Hoon-dong is actually upstairs in the same hotel, because he’s got a date of his own. He arrives at a suite, and there’s Jang-mi, who greets him with her namesake rose between her teeth. But as soon as Hoon-dong steps inside, his eyes dart around the room as the warning signals blare like neon lights: balloons, cake, candles… even a slideshow.

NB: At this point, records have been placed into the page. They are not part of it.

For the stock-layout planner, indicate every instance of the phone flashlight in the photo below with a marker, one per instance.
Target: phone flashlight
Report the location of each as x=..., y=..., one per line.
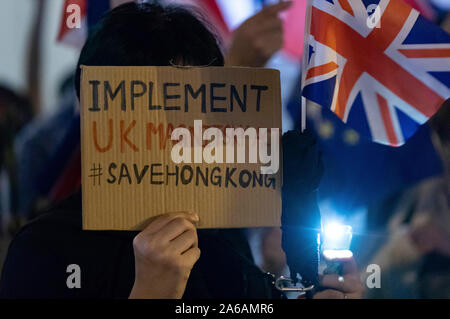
x=337, y=238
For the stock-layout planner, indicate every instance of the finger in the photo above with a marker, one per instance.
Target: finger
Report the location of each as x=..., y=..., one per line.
x=191, y=256
x=342, y=283
x=163, y=220
x=174, y=229
x=276, y=8
x=329, y=294
x=271, y=43
x=354, y=295
x=268, y=25
x=185, y=241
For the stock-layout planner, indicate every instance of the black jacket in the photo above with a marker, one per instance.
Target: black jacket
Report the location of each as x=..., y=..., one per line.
x=38, y=257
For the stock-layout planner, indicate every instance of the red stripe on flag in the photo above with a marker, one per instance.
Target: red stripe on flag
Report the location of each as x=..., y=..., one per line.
x=426, y=53
x=346, y=6
x=321, y=69
x=387, y=120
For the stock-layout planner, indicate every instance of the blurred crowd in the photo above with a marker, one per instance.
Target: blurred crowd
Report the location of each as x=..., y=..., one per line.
x=406, y=232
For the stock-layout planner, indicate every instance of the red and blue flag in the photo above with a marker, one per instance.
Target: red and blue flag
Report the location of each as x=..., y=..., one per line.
x=378, y=65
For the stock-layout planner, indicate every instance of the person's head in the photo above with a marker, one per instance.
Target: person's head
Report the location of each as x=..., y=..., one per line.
x=147, y=34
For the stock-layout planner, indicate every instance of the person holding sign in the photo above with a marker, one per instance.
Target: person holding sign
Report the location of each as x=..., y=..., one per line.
x=52, y=257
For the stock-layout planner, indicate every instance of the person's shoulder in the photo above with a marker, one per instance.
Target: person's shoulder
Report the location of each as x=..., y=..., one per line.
x=67, y=214
x=38, y=258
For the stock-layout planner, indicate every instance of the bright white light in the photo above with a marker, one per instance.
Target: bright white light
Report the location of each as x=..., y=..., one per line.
x=337, y=236
x=334, y=231
x=331, y=254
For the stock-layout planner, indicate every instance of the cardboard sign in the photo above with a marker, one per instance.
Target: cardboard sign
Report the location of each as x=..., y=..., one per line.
x=127, y=117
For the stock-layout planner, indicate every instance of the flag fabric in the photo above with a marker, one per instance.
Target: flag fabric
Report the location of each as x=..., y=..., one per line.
x=384, y=77
x=359, y=172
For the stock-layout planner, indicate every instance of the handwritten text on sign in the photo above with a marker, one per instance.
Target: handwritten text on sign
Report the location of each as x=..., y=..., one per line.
x=129, y=115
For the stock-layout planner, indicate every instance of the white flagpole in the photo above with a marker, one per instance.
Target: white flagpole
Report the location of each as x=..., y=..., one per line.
x=305, y=61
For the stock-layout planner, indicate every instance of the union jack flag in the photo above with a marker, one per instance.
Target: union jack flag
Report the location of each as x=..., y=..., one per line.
x=379, y=65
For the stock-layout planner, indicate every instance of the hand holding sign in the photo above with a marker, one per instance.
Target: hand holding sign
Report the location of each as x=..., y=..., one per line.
x=223, y=165
x=165, y=252
x=258, y=38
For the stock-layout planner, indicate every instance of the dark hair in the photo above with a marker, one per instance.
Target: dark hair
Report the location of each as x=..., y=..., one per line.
x=149, y=34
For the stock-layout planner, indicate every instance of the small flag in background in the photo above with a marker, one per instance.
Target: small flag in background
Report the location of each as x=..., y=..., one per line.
x=384, y=79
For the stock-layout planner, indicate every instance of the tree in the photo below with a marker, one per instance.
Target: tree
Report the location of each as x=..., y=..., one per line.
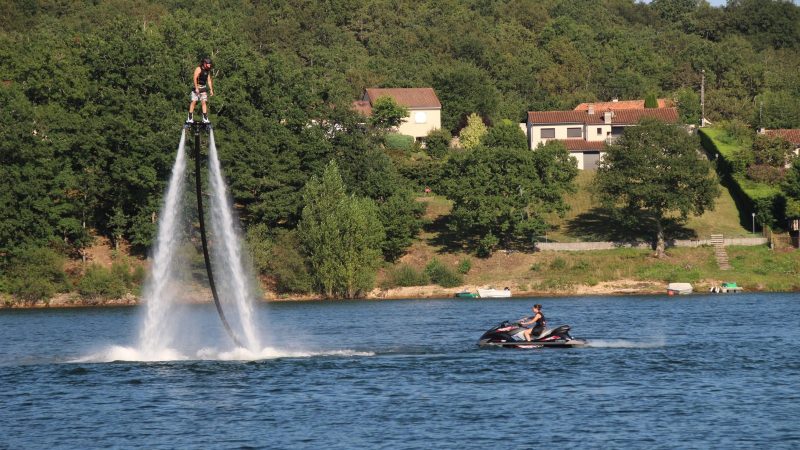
x=501, y=195
x=650, y=101
x=387, y=113
x=437, y=143
x=791, y=187
x=506, y=134
x=471, y=135
x=655, y=171
x=341, y=236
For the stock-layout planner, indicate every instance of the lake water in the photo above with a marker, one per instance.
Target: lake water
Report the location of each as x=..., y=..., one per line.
x=690, y=372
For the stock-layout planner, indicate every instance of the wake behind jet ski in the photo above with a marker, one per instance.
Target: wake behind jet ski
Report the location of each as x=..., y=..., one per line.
x=510, y=334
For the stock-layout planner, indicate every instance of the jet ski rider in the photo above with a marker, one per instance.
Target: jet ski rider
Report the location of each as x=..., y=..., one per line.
x=538, y=322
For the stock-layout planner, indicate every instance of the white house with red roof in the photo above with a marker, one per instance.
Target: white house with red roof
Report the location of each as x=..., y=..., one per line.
x=585, y=131
x=424, y=108
x=791, y=135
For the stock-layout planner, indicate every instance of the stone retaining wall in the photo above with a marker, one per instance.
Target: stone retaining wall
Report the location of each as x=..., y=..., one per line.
x=587, y=246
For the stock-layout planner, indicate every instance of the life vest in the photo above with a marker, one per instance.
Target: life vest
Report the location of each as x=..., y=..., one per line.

He starts to sweat bullets, and she lays down obvious hints about how she wants to be together all the time. Her words flash across the screen in happy pastel colors, only to be heard by Hoon-dong like a slo-mo horror death-knell. He’s scared witless, and scans the room for the nearest exit.
He runs to the bathroom and locks himself in, and texts Ki-tae for help. Ki-tae is unmoved by his plight, and works his way through his blind date in what can only be described as rote rudeness—it’s clearly a routine that’s been rehearsed and refined for maximum offense in minimal time.
He turns every question the woman asks into a barb back at her for only being interested in money, all while negotiating (via text) the terms of whether or not he’s going to help Hoon-dong get out of his mess. He’s a new tenant in Hoon-dong’s commercial building (or really, his mother’s building), and Hoon-dong finally agrees to give his clinic free rent for three years.

 

His blind date asks Ki-tae what he’s doing, and he says he actually has someone waiting for him upstairs in a room, and he’s currently weighing his options. Pfft. What’s even funnier is that he knows so well when the glass of water is coming at his face that he has time to put his phone and glasses down on the table before bracing for impact.
With Date #1 down, he heads up to Hoon-dong’s room to crash Date #2, playing the part of the clueless best friend who doesn’t know that he’s ruining a romantic evening. He pops their balloons, drinks their champagne, and eats their cake, all while Hoon-dong dances around in the background and Jang-mi strains to keep herself from wringing Ki-tae’s neck.
With excuses that he can’t possibly leave his bro hanging in his time of need, Hoon-dong escapes, leaving Jang-mi utterly deflated on her big day. As they walk out, Ki-tae warns his friend to end things cleanly. Hoon-dong swears he will, which I find hard to believe.

 

The polite way to break up No. 1: Submersion.
After a few days of no contact, Hoon-dong is sure Jang-mi will have gotten the hint, and for good measure, he changes his online status to: “Because it changes… it’s love.” But Jang-mi is nowhere near his passive-aggressive hint, and wonders when to propose next, deciding that this time they’ll go to an island so that no one can interrupt.
Jang-mi is a sales associate at a high-end department store, and she spends her whole shift calling Hoon-dong repeatedly. Her friend and co-worker NAM HYUN-HEE (Yoon So-hee) is appalled to see that she’s still using an old flip-phone and couldn’t stalk her boyfriend online if she wanted to.
After three days of “submersion,” aka disappearing and cutting off contact, Hoon-dong thinks it’s safe to turn on his phone. But as soon as he does, it rings again, and he finds over 300 calls from Jang-mi. Eep.

 

A week later she’s still calling, but Hyun-hee tells her that no response means he’s giving her clear signals that it’s over. Hoon-dong says that she must’ve gotten the hint by now, only to have Ki-tae point out that Jang-mi is headed towards Hoon-dong’s restaurant right this minute.
Hoon-dong goes running like the weasel that he is, and crouches behind the counter. Jang-mi walks in, and the tall handsome waiter gets his own entrance music as he struts over to greet her. Hello, there.
The waiter is HAN YEO-REUM (Jung Jin-woon), and he gives her a puzzled look when she asks for Hoon-dong, who owns the restaurant. Yeo-reum: “Most people come here to see me.” He assures her that the boss, while not doing much of anything in the workplace, is fine and well. Haha.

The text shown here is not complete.